Our Axial Age

As the prequel to the trilogy, Our Axial Age provides its background and context in more detail. At its beginning is a discussion of the prehistoric world, the emergence of civilization, and Jaspers’ Axial Age with particulars on the historic prophets Zoroaster, the Buddha, Confucius, and Socrates. Chapter 3 concentrates on the formation of the four civilizations, with sections on China becoming Confucian, India becoming Hindu, the Middle East becoming Muslim, and the West becoming Christian.

The middle chapters relate to a study performed to determine the one hundred historical milestones after the four civilizations began to meaningfully interact in 1100. These would form the basis for the accounts in the trilogy.

While the above can be involved, what stands out are the two original concepts relating to the passage of time. The first of these we call “Centurial Rhythm.” When the milestones were laid out across the nine centuries from 1100 to 2000 by decade, there was a startling result. Fully 31% of them fell in their second decades with 25% of the overall total in the 15th to 20th year of these decades. Even more significant was the remarkable consistency. Every second decade had three or four events except the 20th century which had five. There were also always 2 or 3 in the 15-20 range.

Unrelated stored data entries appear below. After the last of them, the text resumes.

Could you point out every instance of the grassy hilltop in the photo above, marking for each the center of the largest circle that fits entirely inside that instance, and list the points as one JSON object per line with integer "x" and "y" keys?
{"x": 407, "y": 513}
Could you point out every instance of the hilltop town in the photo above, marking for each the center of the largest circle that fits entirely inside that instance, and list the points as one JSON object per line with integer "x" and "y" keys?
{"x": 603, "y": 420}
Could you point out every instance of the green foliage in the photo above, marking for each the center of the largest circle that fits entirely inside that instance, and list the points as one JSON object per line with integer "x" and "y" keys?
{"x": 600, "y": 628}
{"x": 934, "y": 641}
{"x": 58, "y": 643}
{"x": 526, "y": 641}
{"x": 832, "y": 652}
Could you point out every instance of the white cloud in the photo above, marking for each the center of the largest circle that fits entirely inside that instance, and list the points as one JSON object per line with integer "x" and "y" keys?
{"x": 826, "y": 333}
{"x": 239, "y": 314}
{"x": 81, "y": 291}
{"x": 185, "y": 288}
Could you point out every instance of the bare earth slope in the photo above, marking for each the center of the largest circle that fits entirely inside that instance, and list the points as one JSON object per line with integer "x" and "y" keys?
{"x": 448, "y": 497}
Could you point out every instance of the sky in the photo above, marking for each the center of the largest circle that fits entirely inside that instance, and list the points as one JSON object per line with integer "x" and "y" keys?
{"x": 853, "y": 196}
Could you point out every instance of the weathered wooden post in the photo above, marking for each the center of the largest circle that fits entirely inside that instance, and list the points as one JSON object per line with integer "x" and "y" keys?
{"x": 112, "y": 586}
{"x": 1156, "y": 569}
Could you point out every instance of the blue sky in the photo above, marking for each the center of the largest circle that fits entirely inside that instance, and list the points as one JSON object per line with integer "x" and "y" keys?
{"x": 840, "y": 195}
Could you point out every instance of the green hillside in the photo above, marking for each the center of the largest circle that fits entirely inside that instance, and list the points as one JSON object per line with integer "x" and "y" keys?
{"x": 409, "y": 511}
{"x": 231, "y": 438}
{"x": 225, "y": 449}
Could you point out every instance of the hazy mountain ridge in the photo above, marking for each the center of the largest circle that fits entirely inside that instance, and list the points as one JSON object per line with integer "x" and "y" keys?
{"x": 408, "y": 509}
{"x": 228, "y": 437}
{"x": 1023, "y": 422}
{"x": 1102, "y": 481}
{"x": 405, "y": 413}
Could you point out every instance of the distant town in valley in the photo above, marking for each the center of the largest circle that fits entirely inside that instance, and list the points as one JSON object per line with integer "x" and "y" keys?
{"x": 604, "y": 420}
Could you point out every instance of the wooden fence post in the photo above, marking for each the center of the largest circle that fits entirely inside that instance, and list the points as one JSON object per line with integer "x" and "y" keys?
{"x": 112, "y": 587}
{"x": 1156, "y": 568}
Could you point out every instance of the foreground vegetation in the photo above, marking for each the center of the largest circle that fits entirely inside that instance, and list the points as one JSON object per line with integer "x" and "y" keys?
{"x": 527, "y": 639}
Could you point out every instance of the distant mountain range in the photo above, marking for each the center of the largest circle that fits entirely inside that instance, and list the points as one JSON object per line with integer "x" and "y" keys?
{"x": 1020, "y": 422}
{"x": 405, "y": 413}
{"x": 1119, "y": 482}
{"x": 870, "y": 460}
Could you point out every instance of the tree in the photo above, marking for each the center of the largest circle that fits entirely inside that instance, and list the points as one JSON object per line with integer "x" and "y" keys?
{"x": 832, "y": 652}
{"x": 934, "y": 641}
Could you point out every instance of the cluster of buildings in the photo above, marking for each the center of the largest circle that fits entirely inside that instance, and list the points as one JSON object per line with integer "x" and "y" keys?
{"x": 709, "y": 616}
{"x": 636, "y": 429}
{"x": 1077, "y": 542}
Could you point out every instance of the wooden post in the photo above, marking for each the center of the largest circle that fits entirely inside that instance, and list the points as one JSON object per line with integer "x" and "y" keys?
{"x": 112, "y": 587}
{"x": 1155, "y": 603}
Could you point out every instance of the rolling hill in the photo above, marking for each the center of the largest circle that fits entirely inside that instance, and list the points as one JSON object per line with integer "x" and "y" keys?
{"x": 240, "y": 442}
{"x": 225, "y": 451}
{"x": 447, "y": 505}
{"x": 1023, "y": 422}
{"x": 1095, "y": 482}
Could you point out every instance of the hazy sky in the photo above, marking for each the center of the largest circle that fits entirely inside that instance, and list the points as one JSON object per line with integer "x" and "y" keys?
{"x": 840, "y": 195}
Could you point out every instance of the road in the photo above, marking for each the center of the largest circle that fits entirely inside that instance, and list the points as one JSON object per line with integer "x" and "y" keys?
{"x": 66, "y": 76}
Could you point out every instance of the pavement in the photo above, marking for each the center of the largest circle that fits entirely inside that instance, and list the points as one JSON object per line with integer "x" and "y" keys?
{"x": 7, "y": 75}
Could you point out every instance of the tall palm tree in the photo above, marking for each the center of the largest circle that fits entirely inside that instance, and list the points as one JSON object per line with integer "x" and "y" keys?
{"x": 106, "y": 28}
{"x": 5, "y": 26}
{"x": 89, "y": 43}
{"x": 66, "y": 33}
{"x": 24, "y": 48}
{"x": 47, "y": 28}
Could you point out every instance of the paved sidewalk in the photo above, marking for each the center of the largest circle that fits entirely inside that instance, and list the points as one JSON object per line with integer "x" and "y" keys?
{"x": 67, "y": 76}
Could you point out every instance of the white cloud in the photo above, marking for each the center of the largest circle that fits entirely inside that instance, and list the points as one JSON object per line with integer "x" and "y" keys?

The book being sent to print just before the 2016 presidential election, contained an assertion that this election, together with that of 2020, “could be fateful for the rest of the century.” So it would seem.

The second concept was recognition of what we’ve termed the “harmonies of history.” These are very like what Carl Jung describes in his Theory of Synchronicity as meaningful coincidences. These he defines as clearly related occurrences extremely unlikely to materialize by chance that have a connective principle in a connotative manner with consequences.

We identify twenty-two of these in Chapter 7. The odds on the startling first one— “The Genius that Enabled our Axial Age”—happening are astronomical, its consequences unmeasurable. Jung was after a common unconscious mind. Could they be evidence of something more? Regardless, how delightful to come upon them!